Il quitte Antioche pour Constantinople où il arrive au début
du mois de juillet. A sa demande, le général Sébastien, un
officier de grande valeur, quitte l'Italie pour prendre le
commandement de l'infanterie à la place de Trajan. Une reconnaissance
situe les Goths aux environs du Mont Rhodope. Sébastien sélectionne
2000 fantassins parmi les légions disponibles et gagne Andrinople
à 200 kilomètres au Nord-Ouest de Constantinople, soit sept
jours de marche. Les habitants de la ville refusent d'abord
de lui ouvrir, croyant à un piège des Goths. Aux environs
de Béroéa près de la rivière Hebrus (Maritza), Sébastien dissimule
ses hommes derrière une colline toute une journée et surprend
un groupe de Goths dans leur sommeil.
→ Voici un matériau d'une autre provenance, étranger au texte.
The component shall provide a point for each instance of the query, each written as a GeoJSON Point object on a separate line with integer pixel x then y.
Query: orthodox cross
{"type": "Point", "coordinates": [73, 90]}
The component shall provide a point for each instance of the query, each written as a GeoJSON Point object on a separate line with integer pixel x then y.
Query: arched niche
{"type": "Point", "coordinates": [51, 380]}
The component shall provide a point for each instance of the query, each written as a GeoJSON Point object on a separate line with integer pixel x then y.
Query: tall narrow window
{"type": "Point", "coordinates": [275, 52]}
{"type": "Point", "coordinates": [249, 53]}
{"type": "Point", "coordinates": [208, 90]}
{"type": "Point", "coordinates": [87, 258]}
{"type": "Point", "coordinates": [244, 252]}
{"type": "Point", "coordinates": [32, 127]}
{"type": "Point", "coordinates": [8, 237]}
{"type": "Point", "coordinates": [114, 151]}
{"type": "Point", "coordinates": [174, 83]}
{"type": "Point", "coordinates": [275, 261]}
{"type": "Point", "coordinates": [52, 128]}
Fritigern retraite alors
vers le Nord-Est près de Cabyle sur l'actuelle rivière Tundscha,
dans une région de plaines fertiles où aucune surprise n'est
possible. Le relief joue un rôle déterminant dans la stratégie
gothique.
Au
même moment (fin juillet-début août), venu au secours de l'Orient,
Gratien parvient le long du Danube avec un corps léger en
Mésie, au niveau de l'actuelle Bulgarie. Là, il est frappé
de fièvre et harcelé par les Alains qui lui infligent des
pertes. Il est retardé sur place. Auparavant, Gratien avait
dû avorté une première tentative d'intervention pour affronter
une invasion des Alamans sur le Rhin en février 378, et mener
une campagne de représailles au printemps. La situation l'obligeait
à maintenir le gros de l'armée occidentale en Gaule.

Scutatus
des années 380. Il lance un dard plombé. Le bouclier reste
sa seule arme défensive.
Peu après, Valens apprend le succès
de Sébastien et la nouvelle des succès de son neveu Gratien
contre les Alamans. La jalousie le pousse à l'action. Il quitte
la villa de Mélanthias à une vingtaine de kilomètres au Nord
de Constantinople, où il avait établi son camp. Marchant vers
Andrinople pour rejoindre Sébastien, il garantit ses lignes
de ravitaillement par une turme (escadron) de cavalerie et
des archers à pied. Le 6 août, une reconnaissance repère les
Goths à une vingtaine de kilomètres et marchant en direction
du relai de Niké au Sud-Est d'Andrinople. Le but des Goths
est de tourner l'armée romaine qui monte vers Andrinople.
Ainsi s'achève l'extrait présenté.